Semel also got Yahoo into the search business, buying Inktomi and Overture. But he failed to capitalize on their promise. Many insiders blame Sue Decker, then Yahoo's CFO, now its president, for milking those businesses for cash while Google was investing millions in its algorithms. Semel's other big acquisition push into user-generated content brought it properties like Flickr and Del.icio.us. But it stalled when prices started to rise in 2006. Semel balked at paying big prices for YouTube and Facebook, and they slipped from his grasp.

The rise of Sue Decker roughly parallels the decline of Yahoo. Decker is — no, was — an expert at catering to Wall Street, and a killer at board-room politics. Insiders believe she edged out Dan Rosensweig in a 2006 reorganization. She then, they say, lobbied the board to oust Semel as CEO, using Rosensweig's departure as part of the rationale. Cheeky, but clever.

Both moves backfired on Decker. She'd hoped to put Rosensweig in a lesser role, but he balked and left the company without anyone running its content businesses. Semel left, but Decker did not get the CEO job she'd hoped for. Instead, the company was left looking rudderless, with founder Jerry Yang stepping in as CEO.

Another Decker mistake: Her disgraceful treatment of Wenda Harris Millard, the company's beloved U.S. sales chief.

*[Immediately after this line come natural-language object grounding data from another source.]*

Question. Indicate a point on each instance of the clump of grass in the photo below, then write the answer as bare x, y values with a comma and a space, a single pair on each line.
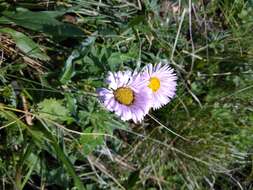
55, 134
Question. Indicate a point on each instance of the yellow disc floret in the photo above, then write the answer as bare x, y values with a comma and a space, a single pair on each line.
154, 84
124, 95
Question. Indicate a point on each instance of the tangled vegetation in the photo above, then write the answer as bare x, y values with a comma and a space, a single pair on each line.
55, 134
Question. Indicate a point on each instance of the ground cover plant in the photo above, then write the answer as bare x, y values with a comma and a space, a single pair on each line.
56, 134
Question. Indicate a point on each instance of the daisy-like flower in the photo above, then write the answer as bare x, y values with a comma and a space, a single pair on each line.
162, 82
127, 95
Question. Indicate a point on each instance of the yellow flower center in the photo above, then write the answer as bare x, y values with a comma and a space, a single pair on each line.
124, 95
154, 84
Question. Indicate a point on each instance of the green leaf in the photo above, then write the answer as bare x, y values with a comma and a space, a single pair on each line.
43, 21
69, 68
26, 44
53, 109
90, 141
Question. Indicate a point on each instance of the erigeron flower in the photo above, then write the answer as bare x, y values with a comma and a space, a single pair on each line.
126, 95
162, 82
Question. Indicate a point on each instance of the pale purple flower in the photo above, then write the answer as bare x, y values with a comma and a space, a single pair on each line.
127, 95
162, 82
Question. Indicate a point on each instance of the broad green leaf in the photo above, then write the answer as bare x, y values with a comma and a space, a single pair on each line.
53, 109
26, 44
43, 21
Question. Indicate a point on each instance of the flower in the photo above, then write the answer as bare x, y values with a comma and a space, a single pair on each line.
162, 82
127, 95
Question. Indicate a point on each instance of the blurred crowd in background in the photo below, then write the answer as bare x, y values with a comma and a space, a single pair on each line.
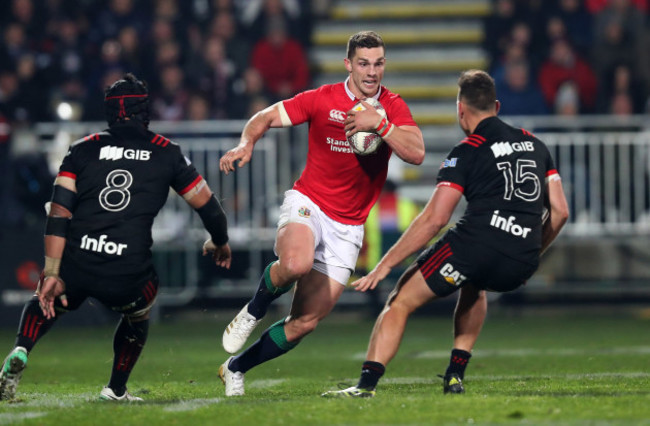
227, 59
570, 57
202, 59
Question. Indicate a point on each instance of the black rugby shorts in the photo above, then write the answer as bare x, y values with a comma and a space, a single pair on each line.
449, 265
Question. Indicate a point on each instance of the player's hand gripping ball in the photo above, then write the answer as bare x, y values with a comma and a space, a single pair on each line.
364, 143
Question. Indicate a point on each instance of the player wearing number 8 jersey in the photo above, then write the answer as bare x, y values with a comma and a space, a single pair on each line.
109, 188
515, 209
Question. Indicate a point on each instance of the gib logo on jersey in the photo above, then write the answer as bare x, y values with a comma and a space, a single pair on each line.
117, 153
506, 148
508, 225
451, 275
101, 245
338, 116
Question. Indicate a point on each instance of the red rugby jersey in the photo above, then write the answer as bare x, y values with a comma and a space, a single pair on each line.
344, 185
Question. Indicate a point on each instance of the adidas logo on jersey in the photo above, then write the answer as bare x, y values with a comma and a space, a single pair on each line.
117, 153
101, 245
508, 225
506, 148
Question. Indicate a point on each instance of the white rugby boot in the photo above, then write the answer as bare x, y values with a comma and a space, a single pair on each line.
12, 370
234, 380
239, 330
107, 394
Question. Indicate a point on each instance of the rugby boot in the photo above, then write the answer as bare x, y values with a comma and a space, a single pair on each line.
12, 370
351, 392
107, 394
452, 383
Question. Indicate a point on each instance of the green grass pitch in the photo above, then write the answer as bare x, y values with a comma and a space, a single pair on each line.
532, 369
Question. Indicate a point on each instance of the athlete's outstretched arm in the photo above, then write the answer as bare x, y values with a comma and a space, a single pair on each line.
273, 116
59, 213
201, 199
558, 209
430, 221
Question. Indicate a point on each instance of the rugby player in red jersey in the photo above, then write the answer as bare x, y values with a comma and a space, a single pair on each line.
515, 209
320, 230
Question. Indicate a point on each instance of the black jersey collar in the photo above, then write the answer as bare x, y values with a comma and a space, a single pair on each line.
129, 127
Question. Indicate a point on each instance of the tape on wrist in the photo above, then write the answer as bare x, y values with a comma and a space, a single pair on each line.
52, 267
381, 126
387, 130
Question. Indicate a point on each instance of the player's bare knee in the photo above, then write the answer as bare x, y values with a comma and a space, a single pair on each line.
294, 267
302, 326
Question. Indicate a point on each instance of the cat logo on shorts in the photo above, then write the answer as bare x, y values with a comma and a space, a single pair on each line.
452, 276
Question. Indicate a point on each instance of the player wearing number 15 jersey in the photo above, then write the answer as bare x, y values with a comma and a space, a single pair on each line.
98, 239
515, 209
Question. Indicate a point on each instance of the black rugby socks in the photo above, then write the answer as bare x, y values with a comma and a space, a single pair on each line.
265, 294
128, 342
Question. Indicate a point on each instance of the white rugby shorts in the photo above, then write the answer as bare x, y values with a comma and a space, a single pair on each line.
336, 245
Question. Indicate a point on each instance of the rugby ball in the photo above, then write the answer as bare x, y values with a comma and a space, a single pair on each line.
364, 143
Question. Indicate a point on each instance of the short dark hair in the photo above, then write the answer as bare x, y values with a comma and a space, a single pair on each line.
477, 89
127, 98
367, 39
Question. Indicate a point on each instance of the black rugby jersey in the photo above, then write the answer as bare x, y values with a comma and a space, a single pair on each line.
122, 176
502, 172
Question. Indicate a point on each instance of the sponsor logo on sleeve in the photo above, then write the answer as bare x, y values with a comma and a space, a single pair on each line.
449, 162
501, 149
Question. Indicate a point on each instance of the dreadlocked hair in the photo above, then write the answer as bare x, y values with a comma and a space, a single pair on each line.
127, 98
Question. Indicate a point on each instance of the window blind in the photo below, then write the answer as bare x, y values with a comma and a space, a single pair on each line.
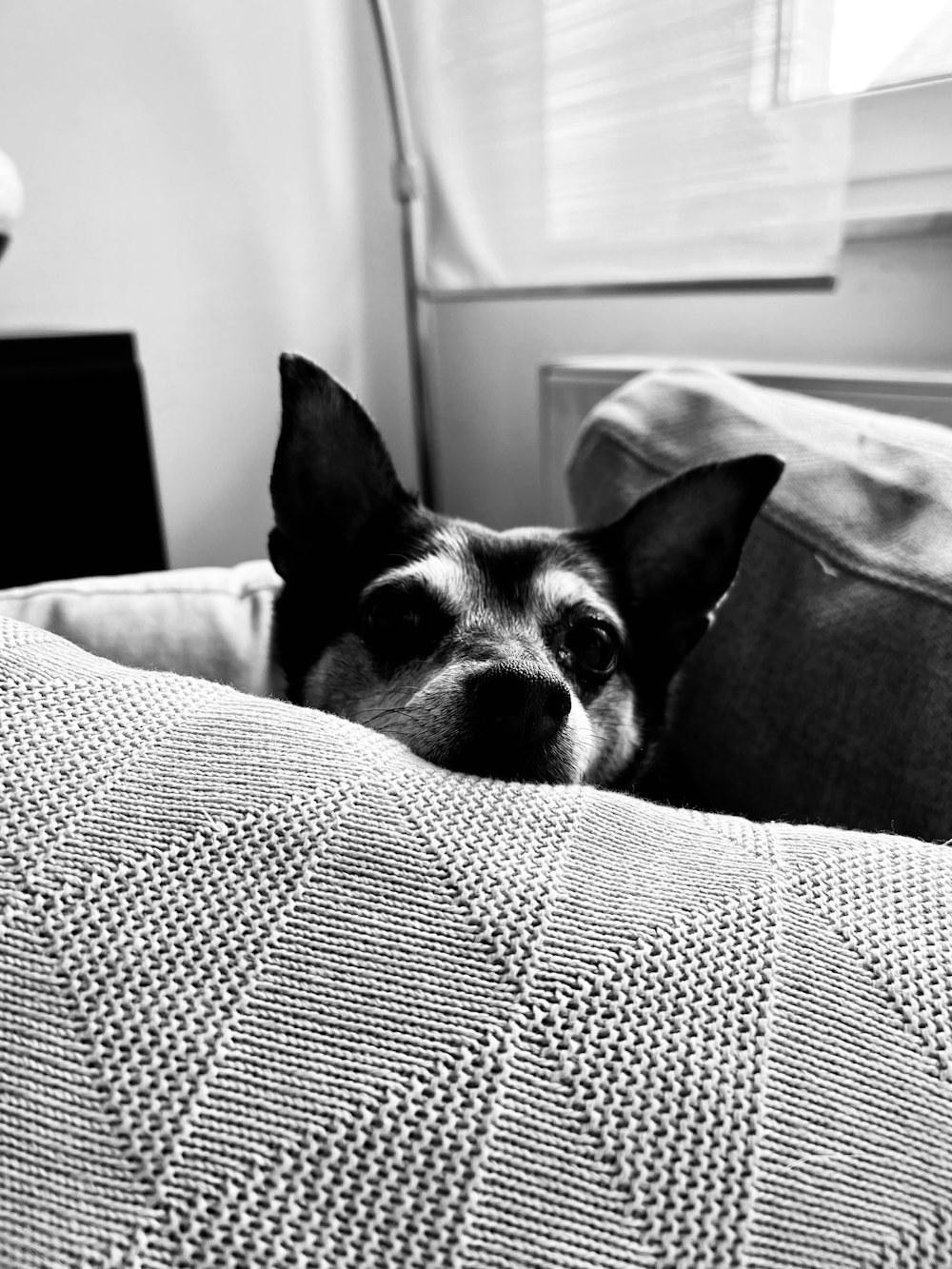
616, 142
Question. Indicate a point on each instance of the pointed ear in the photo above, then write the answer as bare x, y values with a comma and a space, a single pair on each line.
333, 476
677, 551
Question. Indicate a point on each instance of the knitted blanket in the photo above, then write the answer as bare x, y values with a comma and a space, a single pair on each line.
276, 994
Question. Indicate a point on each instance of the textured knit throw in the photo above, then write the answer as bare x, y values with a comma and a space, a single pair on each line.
276, 994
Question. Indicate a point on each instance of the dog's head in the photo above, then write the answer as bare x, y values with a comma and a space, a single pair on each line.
531, 654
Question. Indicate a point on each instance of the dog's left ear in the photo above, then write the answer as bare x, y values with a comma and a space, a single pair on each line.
333, 479
678, 548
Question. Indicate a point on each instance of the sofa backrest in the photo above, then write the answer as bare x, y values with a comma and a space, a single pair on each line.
824, 689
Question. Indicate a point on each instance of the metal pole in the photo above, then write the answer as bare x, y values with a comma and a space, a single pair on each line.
407, 194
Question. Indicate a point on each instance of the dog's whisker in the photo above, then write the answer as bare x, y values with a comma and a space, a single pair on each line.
383, 713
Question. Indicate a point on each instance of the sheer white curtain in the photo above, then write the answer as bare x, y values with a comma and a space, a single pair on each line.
612, 142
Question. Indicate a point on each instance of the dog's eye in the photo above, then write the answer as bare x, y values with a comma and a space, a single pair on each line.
399, 625
593, 647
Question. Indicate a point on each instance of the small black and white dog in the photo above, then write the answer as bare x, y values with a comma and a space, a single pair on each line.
526, 655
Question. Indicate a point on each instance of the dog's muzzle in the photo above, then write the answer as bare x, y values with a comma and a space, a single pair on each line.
514, 719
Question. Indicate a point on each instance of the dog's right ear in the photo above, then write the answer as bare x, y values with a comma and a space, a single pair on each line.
333, 479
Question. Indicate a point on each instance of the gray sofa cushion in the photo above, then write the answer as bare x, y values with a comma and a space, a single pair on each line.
276, 993
824, 690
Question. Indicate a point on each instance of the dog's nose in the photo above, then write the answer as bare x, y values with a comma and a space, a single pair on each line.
526, 704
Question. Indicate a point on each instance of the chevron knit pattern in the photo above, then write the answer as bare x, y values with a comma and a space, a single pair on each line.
276, 994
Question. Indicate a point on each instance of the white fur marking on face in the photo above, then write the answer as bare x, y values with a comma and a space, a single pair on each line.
560, 587
441, 574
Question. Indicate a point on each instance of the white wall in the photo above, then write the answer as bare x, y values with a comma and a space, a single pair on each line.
215, 175
189, 175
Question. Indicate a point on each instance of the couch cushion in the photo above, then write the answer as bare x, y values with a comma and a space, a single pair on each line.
274, 991
212, 624
824, 690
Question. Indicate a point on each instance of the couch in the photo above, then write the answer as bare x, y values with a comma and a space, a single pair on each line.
278, 993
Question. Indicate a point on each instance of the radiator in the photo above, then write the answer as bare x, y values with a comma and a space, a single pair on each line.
569, 389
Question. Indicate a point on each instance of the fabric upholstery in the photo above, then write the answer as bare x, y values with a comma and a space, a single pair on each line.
212, 624
824, 690
276, 993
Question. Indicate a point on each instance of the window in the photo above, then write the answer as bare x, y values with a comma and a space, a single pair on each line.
841, 47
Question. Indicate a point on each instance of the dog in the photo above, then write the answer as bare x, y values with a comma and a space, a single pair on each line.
531, 655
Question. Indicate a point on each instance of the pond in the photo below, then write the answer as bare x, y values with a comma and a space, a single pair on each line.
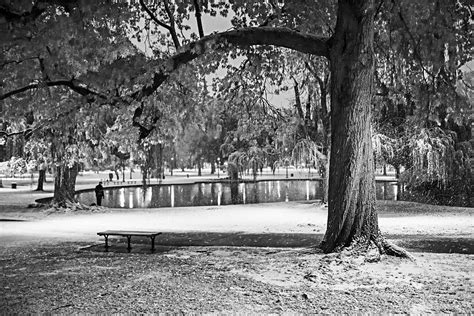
214, 193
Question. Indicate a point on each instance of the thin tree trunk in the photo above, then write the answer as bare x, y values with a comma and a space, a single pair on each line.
41, 180
65, 183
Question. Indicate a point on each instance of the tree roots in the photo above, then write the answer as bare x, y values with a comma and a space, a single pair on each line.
372, 249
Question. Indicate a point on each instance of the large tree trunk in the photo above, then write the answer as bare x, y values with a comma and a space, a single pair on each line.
65, 183
352, 217
351, 213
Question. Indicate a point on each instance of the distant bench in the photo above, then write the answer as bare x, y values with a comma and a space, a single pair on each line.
129, 234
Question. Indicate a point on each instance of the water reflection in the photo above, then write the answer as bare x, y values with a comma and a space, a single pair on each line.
206, 194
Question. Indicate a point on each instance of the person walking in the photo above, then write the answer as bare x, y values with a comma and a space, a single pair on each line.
99, 193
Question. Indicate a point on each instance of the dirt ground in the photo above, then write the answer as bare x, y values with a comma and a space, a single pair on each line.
253, 259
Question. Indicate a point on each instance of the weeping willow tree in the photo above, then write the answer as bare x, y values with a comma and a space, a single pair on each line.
253, 158
311, 153
439, 169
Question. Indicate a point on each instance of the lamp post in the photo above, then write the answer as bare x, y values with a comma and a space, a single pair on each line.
171, 166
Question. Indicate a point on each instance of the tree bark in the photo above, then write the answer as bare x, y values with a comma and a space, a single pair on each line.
351, 211
65, 183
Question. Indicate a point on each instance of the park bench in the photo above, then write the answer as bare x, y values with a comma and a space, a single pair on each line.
129, 234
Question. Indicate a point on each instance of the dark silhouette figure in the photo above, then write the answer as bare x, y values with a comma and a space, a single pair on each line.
99, 193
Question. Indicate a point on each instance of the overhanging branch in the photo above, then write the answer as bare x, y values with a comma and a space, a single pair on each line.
71, 84
281, 37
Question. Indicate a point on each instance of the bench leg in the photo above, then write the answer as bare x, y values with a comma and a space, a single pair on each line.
106, 242
128, 240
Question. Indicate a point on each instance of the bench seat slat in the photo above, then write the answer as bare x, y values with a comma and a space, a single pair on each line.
128, 233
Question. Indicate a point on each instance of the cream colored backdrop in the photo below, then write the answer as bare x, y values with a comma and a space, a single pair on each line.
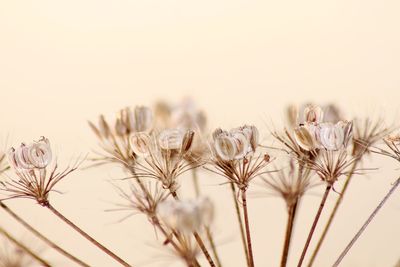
64, 62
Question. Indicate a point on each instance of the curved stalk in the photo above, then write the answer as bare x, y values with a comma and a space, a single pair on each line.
288, 235
87, 236
367, 222
314, 225
24, 248
41, 236
208, 231
247, 225
240, 221
332, 215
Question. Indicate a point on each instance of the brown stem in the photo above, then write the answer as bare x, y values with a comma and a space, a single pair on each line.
247, 225
41, 236
240, 221
196, 182
332, 215
87, 236
289, 229
24, 248
367, 222
198, 239
187, 258
208, 231
314, 225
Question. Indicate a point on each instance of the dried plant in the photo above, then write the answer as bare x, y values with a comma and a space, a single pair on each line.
158, 146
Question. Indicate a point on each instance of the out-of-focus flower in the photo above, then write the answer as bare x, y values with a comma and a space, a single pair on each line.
35, 175
186, 216
115, 140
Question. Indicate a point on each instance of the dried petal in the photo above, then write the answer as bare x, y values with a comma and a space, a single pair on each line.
225, 147
304, 138
313, 114
171, 139
140, 143
331, 136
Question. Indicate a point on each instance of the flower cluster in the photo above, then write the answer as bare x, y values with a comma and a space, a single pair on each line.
36, 178
114, 140
187, 216
327, 142
162, 156
315, 134
234, 155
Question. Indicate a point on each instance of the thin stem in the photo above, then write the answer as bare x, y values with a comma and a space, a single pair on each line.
367, 222
198, 239
240, 221
196, 184
190, 261
333, 213
208, 230
314, 225
247, 225
289, 231
24, 248
87, 236
41, 236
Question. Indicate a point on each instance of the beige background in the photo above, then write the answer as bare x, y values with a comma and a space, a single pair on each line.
64, 62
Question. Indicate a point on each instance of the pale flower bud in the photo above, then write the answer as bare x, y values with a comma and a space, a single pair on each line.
140, 143
39, 153
241, 142
304, 138
171, 139
187, 141
313, 114
225, 147
331, 136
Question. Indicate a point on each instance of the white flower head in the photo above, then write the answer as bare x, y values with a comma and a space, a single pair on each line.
171, 139
36, 155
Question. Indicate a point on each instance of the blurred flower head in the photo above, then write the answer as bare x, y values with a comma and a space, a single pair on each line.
36, 172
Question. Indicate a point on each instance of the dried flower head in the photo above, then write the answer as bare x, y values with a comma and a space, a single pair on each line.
115, 140
163, 156
234, 155
36, 175
320, 146
186, 216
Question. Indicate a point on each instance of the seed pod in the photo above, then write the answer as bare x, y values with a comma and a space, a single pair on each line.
225, 147
241, 143
187, 141
171, 139
39, 153
304, 138
313, 114
331, 136
140, 143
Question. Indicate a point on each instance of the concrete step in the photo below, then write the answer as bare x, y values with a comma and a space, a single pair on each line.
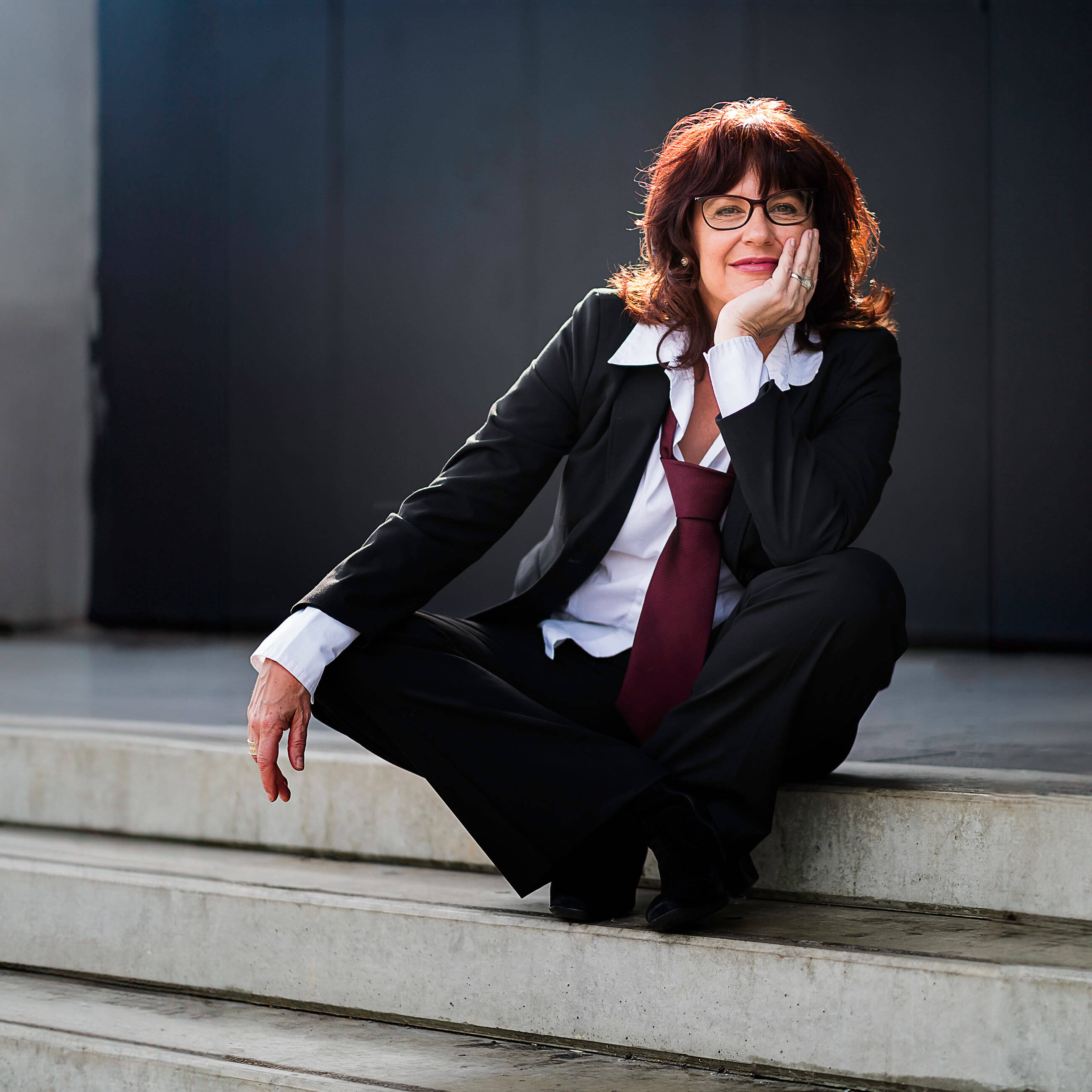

When Millard told Decker she was leaving for Martha Stewart, Decker reacted furiously, locking Millard out of her office and issuing a press release that suggested Millard was out of touch and had been fired. Unsurprisingly, Yahoo's banner-ad sales have suffered since Millard's departures.

Which brings us, more or less, to the present. It's not surprising that Microsoft seized this moment to issue its $44.6 billion offer. Yahoo's poor earnings and gloomy forecast provided one opening; management's incompetent dithering over layoffs provided another.

It's possible that Yahoo might somehow escape Microsoft's grasp. But whatever course Yahoo takes from here, it's clear that it will be even further diminished. Yahoo will be best remembered in business schools, where it's taught as a case study: How quickly tech empires can fall.